M. Bourita a par ailleurs indiqué que l’inauguration de l’observatoire à Rabat est un événement important à bien des égards, considérant qu’il s’agit de la première institution relevant de l’Union africaine que le Maroc abrite depuis son retour au sein de l’Union en 2017.
Elle reflète aussi le plein engagement du Royaume du Maroc conformément à la vision du Roi Mohammed VI pour une action africaine commune, a-t-il dit.
L’inauguration de l’Observatoire a une forte charge symbolique, qui « s’inscrit dans le cadre de la philosophie ayant présidé au retour du Royaume à l’UA, qui est représentée par le déploiement du Maroc aux côtés des pays africains et de la Commission de l’Union africaine pour donner une impulsion aux questions importantes pour l’Afrique, notamment la migration ».
Dès que le Maroc a réintégré l’UA et que les dirigeants africains ont choisi Sa Majesté le Roi en tant que Leader sur la question de la migration, le Souverain a affirmé que le Maroc s’engagera dans les questions africaines, soulignant à cet égard l’agenda africain pour la migration, adoptée en 2018, qui comprend un ensemble de données et de propositions, dont la plus importante est la création de l’Observatoire et la nomination d’un Envoyé Spécial pour la migration afin de promouvoir une meilleure gestion des migrations sur le Continent, en plus du rôle que joue l’observatoire comme mécanisme de collecte de données à cet égard.
Pour sa part, Mme El Fadil a indiqué que l’inauguration de cet Observatoire vise principalement à offrir une opportunité d’échange d’expériences réussies entre les pays africains, notant que le Maroc est doté d’une expérience réussie qu’il peut, à travers l’Observatoire, partager avec le reste des pays africains.
Relevant que la migration en elle-même est une question positive, à l’exclusion de la migration clandestine, qui ne constitue qu’une petite partie de la migration en général, Mme El Fadil a précisé que la migration interne représente 80% contre 20% pour la migration externe.
Ainsi, le rôle de l’Observatoire est de fournir des preuves scientifiques par le biais de recherches et d’études et de proposer des solutions au problème de la migration, à savoir la réintégration des immigrés de retour dans leurs pays en leur offrant des opportunités d’emploi et de formation.

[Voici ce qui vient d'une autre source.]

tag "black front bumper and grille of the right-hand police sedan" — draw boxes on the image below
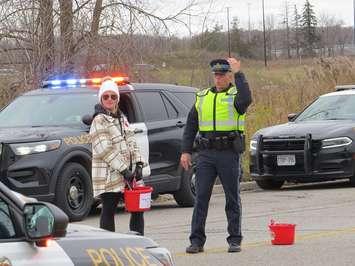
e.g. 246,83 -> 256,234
249,135 -> 354,183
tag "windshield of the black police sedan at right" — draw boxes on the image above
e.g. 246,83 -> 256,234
295,94 -> 355,122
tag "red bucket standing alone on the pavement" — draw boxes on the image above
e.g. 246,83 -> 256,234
269,220 -> 296,245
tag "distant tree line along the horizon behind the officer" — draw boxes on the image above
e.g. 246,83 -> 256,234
186,0 -> 353,59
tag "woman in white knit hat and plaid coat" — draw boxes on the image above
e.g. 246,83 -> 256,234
90,79 -> 145,235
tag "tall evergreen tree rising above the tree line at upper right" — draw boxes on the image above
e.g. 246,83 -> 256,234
301,0 -> 319,56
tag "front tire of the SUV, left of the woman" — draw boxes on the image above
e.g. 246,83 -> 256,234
56,163 -> 93,222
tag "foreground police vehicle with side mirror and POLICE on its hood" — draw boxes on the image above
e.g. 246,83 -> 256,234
0,182 -> 173,266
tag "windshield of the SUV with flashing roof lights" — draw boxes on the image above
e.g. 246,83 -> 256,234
0,93 -> 97,127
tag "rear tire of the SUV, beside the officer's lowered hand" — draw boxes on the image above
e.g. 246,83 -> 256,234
173,159 -> 196,207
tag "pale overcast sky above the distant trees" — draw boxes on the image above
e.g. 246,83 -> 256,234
157,0 -> 353,36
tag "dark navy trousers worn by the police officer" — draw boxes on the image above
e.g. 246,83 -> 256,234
190,149 -> 242,246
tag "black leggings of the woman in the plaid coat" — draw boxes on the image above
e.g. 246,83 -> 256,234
100,192 -> 144,235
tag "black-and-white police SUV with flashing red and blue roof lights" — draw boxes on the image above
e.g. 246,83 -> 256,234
0,76 -> 195,221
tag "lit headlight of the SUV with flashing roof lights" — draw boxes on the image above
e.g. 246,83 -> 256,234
10,140 -> 61,155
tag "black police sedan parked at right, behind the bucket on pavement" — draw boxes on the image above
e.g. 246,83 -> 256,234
250,86 -> 355,189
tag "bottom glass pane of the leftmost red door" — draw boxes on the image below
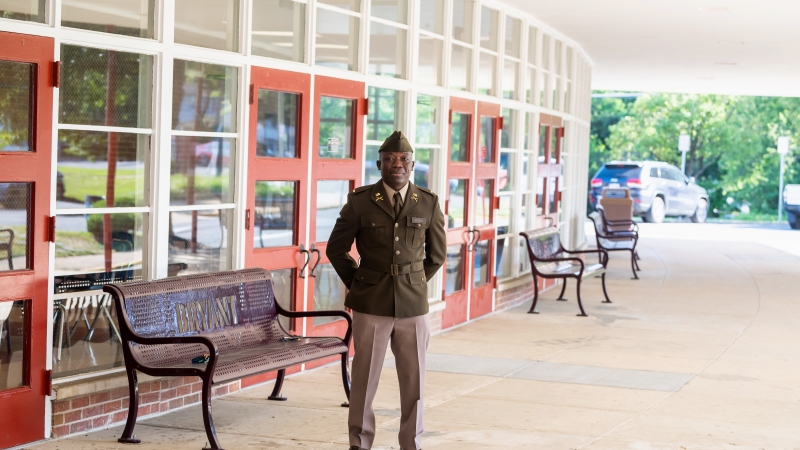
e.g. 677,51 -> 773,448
0,300 -> 30,391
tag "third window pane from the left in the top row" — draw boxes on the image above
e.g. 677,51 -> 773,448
175,0 -> 239,52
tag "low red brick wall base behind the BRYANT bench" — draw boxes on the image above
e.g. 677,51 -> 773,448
52,377 -> 241,438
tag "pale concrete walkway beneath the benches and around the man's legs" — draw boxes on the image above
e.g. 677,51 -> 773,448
32,224 -> 800,450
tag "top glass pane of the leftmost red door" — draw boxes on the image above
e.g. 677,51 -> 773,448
0,61 -> 35,152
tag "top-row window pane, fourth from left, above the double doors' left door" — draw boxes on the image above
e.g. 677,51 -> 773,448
251,0 -> 306,62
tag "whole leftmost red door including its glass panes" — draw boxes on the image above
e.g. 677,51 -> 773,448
0,33 -> 54,448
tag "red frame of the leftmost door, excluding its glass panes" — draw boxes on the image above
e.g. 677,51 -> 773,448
0,32 -> 54,448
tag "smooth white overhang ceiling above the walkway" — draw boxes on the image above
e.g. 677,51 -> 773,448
501,0 -> 800,97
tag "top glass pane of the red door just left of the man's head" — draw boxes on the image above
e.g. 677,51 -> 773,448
317,97 -> 354,159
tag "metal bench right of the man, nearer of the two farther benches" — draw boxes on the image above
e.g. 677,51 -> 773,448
520,227 -> 611,316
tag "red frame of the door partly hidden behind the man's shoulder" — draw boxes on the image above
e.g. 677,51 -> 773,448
305,76 -> 367,356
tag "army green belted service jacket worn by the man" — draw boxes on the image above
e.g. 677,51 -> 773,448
326,181 -> 447,318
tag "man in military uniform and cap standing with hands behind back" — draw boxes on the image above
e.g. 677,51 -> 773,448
327,131 -> 446,450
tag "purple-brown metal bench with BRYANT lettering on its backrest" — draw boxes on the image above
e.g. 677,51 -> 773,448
103,269 -> 352,449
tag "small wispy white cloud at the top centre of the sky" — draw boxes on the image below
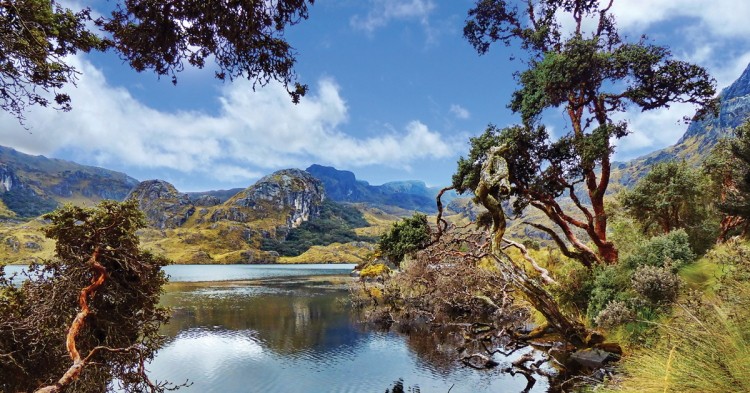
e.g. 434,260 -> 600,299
349,0 -> 435,36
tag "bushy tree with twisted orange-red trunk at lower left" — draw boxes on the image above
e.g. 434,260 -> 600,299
0,201 -> 169,392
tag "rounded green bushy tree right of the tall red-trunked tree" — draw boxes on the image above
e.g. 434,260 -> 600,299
619,161 -> 718,251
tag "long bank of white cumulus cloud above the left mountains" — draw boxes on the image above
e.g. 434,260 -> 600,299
0,58 -> 455,185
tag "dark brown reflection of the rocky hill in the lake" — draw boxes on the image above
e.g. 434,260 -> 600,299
161,283 -> 359,354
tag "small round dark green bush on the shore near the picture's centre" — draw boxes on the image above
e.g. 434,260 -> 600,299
378,213 -> 431,265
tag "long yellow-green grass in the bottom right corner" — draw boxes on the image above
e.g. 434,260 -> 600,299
607,239 -> 750,393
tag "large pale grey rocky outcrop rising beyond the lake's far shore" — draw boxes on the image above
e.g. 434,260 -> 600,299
210,169 -> 325,228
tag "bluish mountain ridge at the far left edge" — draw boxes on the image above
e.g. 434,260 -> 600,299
0,146 -> 138,218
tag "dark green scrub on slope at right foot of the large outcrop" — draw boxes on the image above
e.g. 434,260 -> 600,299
261,200 -> 372,256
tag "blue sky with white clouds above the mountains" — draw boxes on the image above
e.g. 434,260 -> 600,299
0,0 -> 750,192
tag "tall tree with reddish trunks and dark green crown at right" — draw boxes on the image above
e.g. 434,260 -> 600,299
462,0 -> 716,266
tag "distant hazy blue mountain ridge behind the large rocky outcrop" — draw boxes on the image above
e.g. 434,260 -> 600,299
306,164 -> 455,213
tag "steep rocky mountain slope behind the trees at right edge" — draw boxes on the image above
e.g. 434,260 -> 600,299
612,65 -> 750,187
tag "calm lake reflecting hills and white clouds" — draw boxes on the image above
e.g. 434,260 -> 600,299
1,265 -> 547,393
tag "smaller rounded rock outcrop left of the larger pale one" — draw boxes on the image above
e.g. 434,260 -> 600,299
125,180 -> 195,229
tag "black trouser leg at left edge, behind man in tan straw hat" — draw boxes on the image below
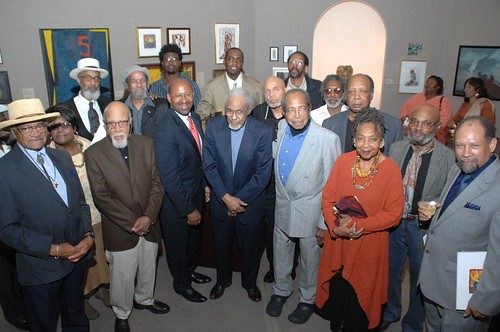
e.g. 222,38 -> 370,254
0,242 -> 24,324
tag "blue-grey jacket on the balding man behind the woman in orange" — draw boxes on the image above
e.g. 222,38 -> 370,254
323,111 -> 403,155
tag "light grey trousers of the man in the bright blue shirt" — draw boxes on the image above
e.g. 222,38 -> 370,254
273,226 -> 321,304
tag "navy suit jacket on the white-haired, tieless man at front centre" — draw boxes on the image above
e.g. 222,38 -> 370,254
203,116 -> 272,224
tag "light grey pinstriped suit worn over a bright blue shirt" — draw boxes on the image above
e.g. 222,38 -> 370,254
274,120 -> 341,303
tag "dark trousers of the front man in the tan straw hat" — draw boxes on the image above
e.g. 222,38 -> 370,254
22,261 -> 89,332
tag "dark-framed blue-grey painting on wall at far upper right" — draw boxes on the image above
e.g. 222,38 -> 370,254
453,45 -> 500,100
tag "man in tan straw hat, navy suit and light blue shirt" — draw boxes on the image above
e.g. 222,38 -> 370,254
0,99 -> 94,331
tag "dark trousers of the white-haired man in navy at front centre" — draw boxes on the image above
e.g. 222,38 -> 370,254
212,217 -> 262,289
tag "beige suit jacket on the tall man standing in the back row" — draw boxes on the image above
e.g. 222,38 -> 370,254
196,73 -> 264,121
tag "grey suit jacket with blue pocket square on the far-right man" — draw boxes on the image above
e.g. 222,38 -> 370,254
420,159 -> 500,316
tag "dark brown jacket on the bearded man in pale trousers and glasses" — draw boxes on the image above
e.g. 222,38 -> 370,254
85,135 -> 163,251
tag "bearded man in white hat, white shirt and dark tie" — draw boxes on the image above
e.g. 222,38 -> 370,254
65,58 -> 111,142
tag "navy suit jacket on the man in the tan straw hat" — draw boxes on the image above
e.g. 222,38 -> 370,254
0,145 -> 92,286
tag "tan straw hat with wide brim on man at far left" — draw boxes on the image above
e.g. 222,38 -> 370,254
0,98 -> 60,130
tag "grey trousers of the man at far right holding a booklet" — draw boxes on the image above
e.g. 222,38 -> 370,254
424,297 -> 489,332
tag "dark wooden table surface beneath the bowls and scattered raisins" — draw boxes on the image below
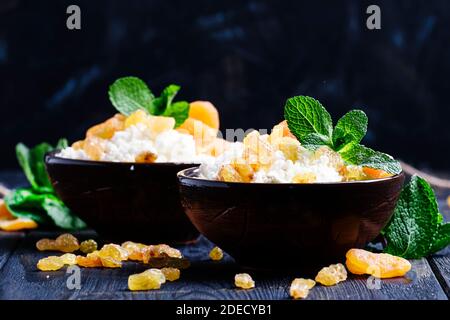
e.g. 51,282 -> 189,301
0,172 -> 450,300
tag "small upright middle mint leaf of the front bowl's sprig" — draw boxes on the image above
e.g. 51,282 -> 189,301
333,110 -> 368,150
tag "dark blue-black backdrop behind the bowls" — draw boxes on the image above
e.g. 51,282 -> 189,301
0,0 -> 450,171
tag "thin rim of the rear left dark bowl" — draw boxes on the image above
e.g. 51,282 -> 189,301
44,149 -> 200,168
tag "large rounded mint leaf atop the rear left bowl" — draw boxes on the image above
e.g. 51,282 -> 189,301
109,77 -> 155,116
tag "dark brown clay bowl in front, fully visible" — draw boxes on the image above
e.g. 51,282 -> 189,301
178,168 -> 404,269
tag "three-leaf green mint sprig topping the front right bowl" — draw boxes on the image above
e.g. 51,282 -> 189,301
284,96 -> 402,174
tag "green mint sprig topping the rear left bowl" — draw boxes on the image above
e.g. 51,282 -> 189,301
109,77 -> 189,127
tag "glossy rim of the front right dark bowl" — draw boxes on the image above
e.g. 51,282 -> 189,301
177,167 -> 405,188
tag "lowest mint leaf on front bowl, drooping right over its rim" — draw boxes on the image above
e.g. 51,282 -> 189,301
338,143 -> 402,174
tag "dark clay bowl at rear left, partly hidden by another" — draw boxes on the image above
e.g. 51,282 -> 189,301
45,152 -> 198,243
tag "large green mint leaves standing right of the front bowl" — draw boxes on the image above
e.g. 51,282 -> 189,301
383,176 -> 450,259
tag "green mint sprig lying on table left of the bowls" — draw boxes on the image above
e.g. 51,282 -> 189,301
5,139 -> 86,230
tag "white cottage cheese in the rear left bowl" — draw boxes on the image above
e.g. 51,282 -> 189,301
58,123 -> 208,163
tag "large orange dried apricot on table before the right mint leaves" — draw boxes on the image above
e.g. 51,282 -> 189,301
345,249 -> 411,278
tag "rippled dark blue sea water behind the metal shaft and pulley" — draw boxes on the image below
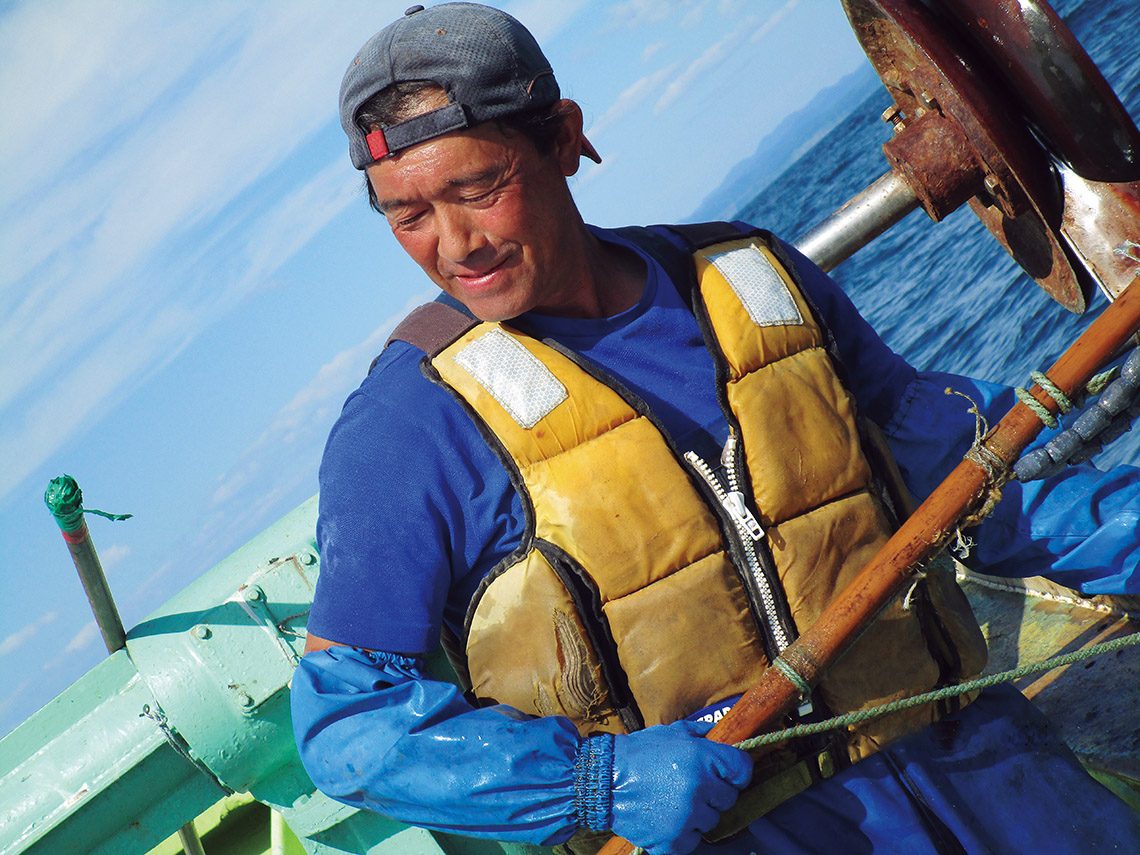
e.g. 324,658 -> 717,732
739,0 -> 1140,466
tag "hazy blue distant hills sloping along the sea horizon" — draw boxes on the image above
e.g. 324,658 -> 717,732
689,63 -> 880,222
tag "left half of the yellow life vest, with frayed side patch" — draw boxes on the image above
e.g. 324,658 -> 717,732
432,324 -> 766,733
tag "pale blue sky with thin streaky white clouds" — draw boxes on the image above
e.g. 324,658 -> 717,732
0,0 -> 865,734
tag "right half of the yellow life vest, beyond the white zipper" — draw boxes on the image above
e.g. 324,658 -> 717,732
695,232 -> 985,760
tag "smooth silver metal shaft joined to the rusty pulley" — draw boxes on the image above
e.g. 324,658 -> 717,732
795,171 -> 919,270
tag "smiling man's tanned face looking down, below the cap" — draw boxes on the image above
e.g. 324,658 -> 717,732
367,114 -> 580,320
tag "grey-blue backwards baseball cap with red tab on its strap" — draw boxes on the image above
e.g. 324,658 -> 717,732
341,3 -> 602,170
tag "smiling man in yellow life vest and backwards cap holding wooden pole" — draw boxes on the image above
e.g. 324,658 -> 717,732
293,3 -> 1140,855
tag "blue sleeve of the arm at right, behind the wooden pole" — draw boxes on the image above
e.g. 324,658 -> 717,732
783,234 -> 1140,595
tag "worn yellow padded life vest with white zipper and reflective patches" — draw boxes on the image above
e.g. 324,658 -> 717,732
430,228 -> 985,760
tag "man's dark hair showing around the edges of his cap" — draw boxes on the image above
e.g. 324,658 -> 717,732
356,80 -> 565,213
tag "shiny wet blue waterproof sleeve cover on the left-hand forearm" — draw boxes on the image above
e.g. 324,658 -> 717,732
292,646 -> 581,846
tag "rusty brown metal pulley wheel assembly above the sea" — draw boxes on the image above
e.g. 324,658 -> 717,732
842,0 -> 1140,312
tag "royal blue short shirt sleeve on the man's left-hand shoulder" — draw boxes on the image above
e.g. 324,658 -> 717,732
309,342 -> 524,653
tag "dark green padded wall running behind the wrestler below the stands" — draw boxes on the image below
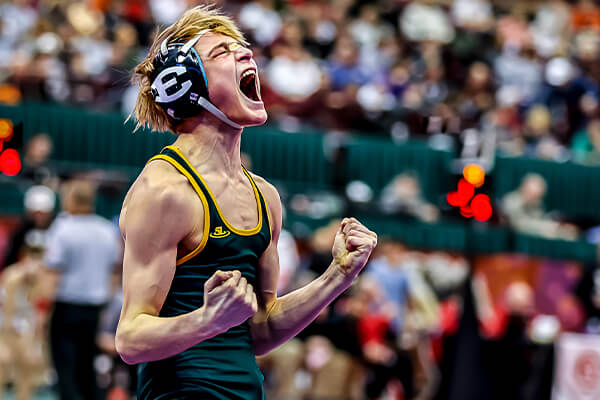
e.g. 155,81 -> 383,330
0,103 -> 600,261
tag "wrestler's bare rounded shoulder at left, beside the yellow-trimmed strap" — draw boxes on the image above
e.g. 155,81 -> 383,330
119,160 -> 196,238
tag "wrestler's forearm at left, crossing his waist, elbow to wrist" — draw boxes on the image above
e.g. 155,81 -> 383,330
115,309 -> 219,364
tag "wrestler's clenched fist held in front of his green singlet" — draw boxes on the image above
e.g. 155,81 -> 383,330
202,270 -> 258,334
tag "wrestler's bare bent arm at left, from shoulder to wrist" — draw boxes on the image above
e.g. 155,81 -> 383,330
115,166 -> 247,364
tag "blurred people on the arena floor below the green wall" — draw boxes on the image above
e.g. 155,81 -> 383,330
0,176 -> 600,400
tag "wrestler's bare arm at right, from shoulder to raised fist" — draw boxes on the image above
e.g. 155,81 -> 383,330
250,180 -> 376,355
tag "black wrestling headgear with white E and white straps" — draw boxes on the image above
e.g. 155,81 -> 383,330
150,29 -> 243,129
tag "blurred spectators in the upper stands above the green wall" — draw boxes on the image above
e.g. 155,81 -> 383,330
0,0 -> 600,165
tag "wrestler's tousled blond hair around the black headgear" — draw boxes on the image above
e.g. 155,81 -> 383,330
127,5 -> 247,133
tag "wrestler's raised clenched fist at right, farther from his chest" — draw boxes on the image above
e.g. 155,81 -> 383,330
331,218 -> 377,279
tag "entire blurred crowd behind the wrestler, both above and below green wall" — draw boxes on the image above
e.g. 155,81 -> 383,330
5,0 -> 600,400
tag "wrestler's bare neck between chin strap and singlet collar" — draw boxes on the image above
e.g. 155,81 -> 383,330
174,117 -> 242,176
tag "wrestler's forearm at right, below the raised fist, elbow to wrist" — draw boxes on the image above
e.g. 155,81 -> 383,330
252,263 -> 353,355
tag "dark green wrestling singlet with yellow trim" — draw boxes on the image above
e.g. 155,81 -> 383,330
137,146 -> 271,400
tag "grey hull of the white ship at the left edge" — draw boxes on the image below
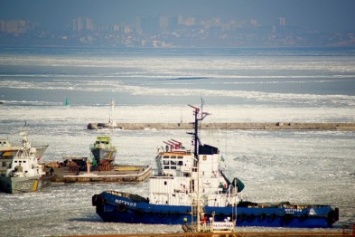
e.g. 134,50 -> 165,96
0,176 -> 51,194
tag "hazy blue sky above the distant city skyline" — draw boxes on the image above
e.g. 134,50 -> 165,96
0,0 -> 355,31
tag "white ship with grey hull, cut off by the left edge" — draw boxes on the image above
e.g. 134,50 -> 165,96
0,131 -> 50,193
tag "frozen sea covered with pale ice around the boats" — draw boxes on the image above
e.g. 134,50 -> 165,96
0,48 -> 355,236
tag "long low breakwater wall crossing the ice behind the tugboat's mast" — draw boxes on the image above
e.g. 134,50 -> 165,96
87,122 -> 355,131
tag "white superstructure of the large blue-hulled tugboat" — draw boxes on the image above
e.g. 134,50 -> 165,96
149,142 -> 240,207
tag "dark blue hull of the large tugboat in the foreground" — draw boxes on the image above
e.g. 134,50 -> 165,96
92,191 -> 339,228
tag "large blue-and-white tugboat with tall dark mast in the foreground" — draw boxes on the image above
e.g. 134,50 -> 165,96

Le rôle de l’Observatoire ne se limitera pas à des études et recherches, mais inclura également la mise en place d’un système interconnecté de relations pour proposer des solutions radicales, a souligné la Commissaire aux Affaires sociales de la Commission de l’UA, appelant à l’ouverture de canaux de migration légale à travers des accords spécifiques avec des partenaires européens.
Présidée par M. Bourita et Mme El Fadil, la cérémonie d’inauguration de l’Observatoire s’est déroulée en présence notamment de la ministre déléguée chargée des Marocains résidant à l’étranger, Nezha El Ouafi, de l’Ambassadeur-directeur général de l’Agence marocaine de Coopération internationale (AMCI), Mohamed Methqal, et d’un certain nombre d’ambassadeurs accrédités à Rabat.
A cette occasion, M. Bourita et Mme El Fadil ont signé un accord de siège de l’Observatoire africain des migrations entre le Royaume du Maroc et la Commission de l’Union africaine.